Increasing Requirements For Storage Space

Published Date: 02 Nov 2017

\section{Introduction}

Increasing requirements for storage space as well as the amount of transmitted data in various fields of communications, such as over the Internet, telecommunication, data compression is used to optimize the use of limited space and bandwidth.

Nowadays, data compression is affecting many of our daily activities, either when listening to music which many refer as MP3, taking pictures, using the computer and many more. It helped reduce the amount of space the devices needed to store the data and such had a direct affect on the devices size (of course the development of storage components size need to be considered in this case).Not only our lives is affected in such direct way, scientific research use compression to optimize the amounts of data that is needed to be process. Space crafts sent into to the outer skirts of our galaxy need to transmit large amounts of data for long distances, a process that takes time considering how far the craft really is, so data compression enables the amount of data to be send in one transmission to be larger then the limit of that bandwidth.
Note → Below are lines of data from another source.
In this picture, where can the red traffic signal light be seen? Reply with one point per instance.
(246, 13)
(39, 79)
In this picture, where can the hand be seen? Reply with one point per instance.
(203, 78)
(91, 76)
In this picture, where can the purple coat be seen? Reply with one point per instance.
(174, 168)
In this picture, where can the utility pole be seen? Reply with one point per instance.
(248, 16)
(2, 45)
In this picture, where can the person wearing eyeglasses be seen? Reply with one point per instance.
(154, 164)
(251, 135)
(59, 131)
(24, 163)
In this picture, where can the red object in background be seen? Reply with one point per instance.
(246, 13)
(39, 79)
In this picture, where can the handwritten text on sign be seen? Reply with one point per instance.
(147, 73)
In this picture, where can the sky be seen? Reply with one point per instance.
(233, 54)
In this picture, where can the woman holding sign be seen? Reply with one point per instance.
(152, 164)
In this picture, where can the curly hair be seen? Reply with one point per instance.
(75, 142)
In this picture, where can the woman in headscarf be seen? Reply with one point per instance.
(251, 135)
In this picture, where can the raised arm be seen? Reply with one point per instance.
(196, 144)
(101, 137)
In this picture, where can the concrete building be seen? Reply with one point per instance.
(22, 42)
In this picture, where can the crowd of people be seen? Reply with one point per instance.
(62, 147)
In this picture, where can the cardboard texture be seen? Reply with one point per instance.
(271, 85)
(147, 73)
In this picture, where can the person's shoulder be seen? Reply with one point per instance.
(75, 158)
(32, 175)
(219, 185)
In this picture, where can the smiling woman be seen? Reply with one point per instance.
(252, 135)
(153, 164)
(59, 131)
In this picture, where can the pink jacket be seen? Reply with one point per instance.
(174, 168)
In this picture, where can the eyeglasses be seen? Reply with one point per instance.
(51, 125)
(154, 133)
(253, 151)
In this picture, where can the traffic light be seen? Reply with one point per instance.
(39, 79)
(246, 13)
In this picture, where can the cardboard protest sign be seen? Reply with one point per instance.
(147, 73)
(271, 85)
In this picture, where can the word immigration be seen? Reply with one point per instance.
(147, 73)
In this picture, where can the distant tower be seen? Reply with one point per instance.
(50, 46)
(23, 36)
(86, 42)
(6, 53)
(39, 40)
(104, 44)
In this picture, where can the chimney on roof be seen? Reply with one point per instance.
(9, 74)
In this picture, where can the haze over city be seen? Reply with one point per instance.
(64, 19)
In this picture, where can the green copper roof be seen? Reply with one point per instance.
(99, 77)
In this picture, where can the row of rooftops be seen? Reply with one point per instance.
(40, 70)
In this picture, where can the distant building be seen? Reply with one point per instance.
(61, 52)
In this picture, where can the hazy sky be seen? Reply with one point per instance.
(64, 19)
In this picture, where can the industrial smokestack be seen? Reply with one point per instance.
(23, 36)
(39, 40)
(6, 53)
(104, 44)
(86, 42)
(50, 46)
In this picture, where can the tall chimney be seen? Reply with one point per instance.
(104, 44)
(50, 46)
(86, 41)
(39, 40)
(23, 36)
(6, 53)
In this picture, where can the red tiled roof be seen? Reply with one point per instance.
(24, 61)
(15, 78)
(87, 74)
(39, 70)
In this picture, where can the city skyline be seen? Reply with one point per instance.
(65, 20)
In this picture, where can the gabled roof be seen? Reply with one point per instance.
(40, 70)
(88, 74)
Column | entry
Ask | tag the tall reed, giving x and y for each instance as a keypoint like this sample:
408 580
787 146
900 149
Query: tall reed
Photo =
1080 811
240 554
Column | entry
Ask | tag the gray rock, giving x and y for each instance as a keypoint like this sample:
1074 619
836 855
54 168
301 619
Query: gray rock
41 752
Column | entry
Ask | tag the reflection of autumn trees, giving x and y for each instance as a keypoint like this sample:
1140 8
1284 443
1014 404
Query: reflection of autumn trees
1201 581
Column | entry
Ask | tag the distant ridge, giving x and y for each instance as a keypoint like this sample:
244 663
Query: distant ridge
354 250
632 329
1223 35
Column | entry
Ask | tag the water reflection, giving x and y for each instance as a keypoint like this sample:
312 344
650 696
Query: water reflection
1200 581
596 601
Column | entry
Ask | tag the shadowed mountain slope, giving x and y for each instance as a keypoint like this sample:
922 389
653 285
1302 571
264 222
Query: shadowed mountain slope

Nonetheless, the use of data compression has its weaknesses. Loss of data occurs in some cases and common in image, sound and video compression. This is considered lossy compression where some of the data is lost, while a better compression factor could be achieved.

Another limitation of this process is the requirement of decompression. Unlike lossy compression that can use a decoding process to access the compressed data, lossless compression requires a decompression process to obtain the full original data. Decompression requires additional processing and therefore the computational costs are higher.

Compression algorithms highly relates to information theory, which was developed by Claude E. Shannon in 1948, as he was researching the fundamentals of signal processing operations, which was the base for the modern data compression methods. Data compression is fundamentally bit reduction, a method that represent data with fewer bits than the original. Based on information theory, bit reduction can be achieved using different algorithms which will be discussed in this report.

\section{Data Compression Algorithms Theory}

\subsection{History}

In 1948 Claude E. Shannon published a paper on Information Theory. He formulated the theory of both of lossless and lossy data compression. In the paper he established that there is a fundamental limit to lossless compression, the limit is called Entropy. For Shannon developed rate-distortion theory, in other word some amount of data lost is acceptable. This Information Theory Shannon has developed has set the basic fundamentals for future data compression algorithms.

\subsection{Source Modelling}

Modelling is the first step before coding using Entropy. In this stage the sequence to be compressed is built in order to estimate the probability of occurrences. There are two way this can be implemented, one is to build a frequency table based on the number of time each symbol appears in the data, from this one can derive a probability list, although a frequency list is enough. The other way is the knowledge of probability of symbols in a sequence. for example in the English alphabet its is known what is the probability of some letter to appear after the other, this can help build the table quicker, the main drawback of this method is that a probability table for English text won't be the same for other languages, not mention random symbols appearing in non text data.

Therefore it is usually better to use the first method although not very efficient in time process as the data is being read more then once, but the end result will be more affective. Non the less there is another approach where the table is built while the data is being read, this is called the adaptive approach which will be discussed later.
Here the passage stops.